June 24, 2010

The Infanta


... And the Infanta frowned, and her dainty rose-leaf lips curled in pretty disdain. 'For the future let those who come to play with me have no hearts,' she cried, and she ran out into the garden.

Nor was he alone

'...It was a monster, the most grotesque monster he had ever beheld. Not properly shaped, as all other people were, but hunchbacked, and crooked-limbed...'

June 01, 2010

Character Design

'...The little Dwarf looked in wonder all round him, and was half- afraid to go on.
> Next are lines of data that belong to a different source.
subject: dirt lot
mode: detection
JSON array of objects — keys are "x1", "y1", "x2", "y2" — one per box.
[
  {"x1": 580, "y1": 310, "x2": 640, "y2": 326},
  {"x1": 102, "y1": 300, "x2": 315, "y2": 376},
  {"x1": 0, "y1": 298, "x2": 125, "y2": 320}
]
The strange silent horsemen that galloped so swiftly through the long glades without making any noise, seemed to him like those terrible phantoms of whom he had heard the charcoal- burners speaking--the Comprachos, who hunt only at night, and if they meet a man, turn him into a hind, and chase him...'

Both characters are based on those found in Oscar Wilde's 'The Birthday of The Infanta'. With my interpretation of the story, I have been playing around with the idea of the 'Comprachicos' or 'child-snatchers'. According to Spanish folklore (and wikipedia), these were woodland dwellers who bought unwanted babies from whores and then physically mutilated them in order to sell them as entertainment to the popular freakshows...
Hence, playing with this idea of 'made' freakism - the first character, the little Dwarf of Wilde's story. He is found running wild through the woods and brought to dance before the Infanta, who leads him on by throwing her white rose at him and fluttering her eyelashes, so that by the end of the dance the little dwarf is madly in love with her. But he doesn't realize the tragic truth about his own hideous appearance until the end of the story....
The unnaturally conjoined monkeys are based on the gipsy monkeys who make a brief appearance in the story, also performing for the Infanta.